1-12 Day 7 At sea
What an amazing day! This had to be one of my best at sea days ever! I had a cooking class (only 12 participants) with Chef Matthew Gennuso. He is a well known chef who now is the chef and owner of Chez Pascal, a French-American bistro in Providence, Rhode Island. He trained at the Culinary Institute of America and has cooked at some of the best restaurants on either coast as well as worked with other great chefs like Paul Bertolli, etc. In spite of all that, he was a real down to earth kind of guy and fun to cook with. The session started with all of us getting chef hats, aprons, and recipe cards. Everyone had the opportunity to participate in the food prep for the best lunch I've had on the ship so far! So, you are all invited now to try some of my new cuisine at Chez Tauna. Our menu was date and almond roasted chicken (the “rub” for the chicken was excellent!); potato dumplings with leeks, peas, and bacon; and crepes with caramel sauce. Everything was made from scratch. After we completed the preparation, we enjoyed eating it in one of the small, dining rooms on the ship – accompanied with a delicious white wine! From start to finish was almost 3 hours – some of the most fun three hours I've spent. I immediately signed up for his next cooking class. He will only be on the ship for one more demo class (no hands on) and one last hands-on class.

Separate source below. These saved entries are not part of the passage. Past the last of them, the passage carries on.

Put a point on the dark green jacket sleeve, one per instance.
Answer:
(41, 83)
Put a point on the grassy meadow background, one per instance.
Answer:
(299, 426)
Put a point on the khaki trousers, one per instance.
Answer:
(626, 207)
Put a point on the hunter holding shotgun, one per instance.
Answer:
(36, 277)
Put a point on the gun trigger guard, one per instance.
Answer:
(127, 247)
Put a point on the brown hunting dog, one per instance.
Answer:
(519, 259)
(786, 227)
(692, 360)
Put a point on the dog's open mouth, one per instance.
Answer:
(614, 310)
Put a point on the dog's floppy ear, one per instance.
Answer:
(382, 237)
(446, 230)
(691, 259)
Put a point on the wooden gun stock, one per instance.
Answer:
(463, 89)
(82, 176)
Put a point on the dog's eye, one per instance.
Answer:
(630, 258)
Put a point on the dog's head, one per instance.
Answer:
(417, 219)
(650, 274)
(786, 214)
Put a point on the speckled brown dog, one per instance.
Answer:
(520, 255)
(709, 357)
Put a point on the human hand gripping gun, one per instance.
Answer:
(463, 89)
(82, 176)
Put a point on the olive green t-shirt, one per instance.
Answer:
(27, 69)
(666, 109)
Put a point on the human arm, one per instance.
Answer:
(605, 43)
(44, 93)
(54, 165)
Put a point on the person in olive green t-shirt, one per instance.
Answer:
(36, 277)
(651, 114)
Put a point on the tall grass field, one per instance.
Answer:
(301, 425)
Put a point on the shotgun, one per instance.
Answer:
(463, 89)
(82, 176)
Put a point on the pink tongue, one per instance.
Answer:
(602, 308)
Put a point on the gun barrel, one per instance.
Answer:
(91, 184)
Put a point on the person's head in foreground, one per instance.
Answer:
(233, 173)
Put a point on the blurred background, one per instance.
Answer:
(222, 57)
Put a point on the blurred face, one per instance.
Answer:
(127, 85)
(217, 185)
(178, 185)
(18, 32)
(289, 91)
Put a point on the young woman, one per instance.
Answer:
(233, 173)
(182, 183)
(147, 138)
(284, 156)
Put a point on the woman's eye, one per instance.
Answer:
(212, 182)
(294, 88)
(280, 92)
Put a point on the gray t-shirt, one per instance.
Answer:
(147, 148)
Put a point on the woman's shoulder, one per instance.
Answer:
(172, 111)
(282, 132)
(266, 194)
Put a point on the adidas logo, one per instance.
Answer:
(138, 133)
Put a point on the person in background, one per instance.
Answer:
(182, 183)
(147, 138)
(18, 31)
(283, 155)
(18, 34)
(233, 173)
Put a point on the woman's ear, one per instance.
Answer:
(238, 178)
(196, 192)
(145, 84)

After that activity, I immediately went to a creative writing class. This is going to also be great fun and a great learning experience. Our instructor taught us two techniques to close off our left brain to let our creative right brain function at its max. We will meet every sea day from now on. Who knows – I may be writing about one of YOU before too long!!! Not to worry – everyone will remain anonymous!
Caught up getting e-mails out and writing my Blog entry from yesterday's adventure. Doug enjoyed his day relaxing, reading, and getting the e-mail complications worked out. He is also looking forward to trying some of my new recipes!
Ended with a dinner (one of the best so far!) of beef tenderloin with Bernaise sauce and wonderful veggies and roasted potatoes (not to mention the butterscotch sundae dessert!) Today was definitely a great food day! Waddle, waddle!!!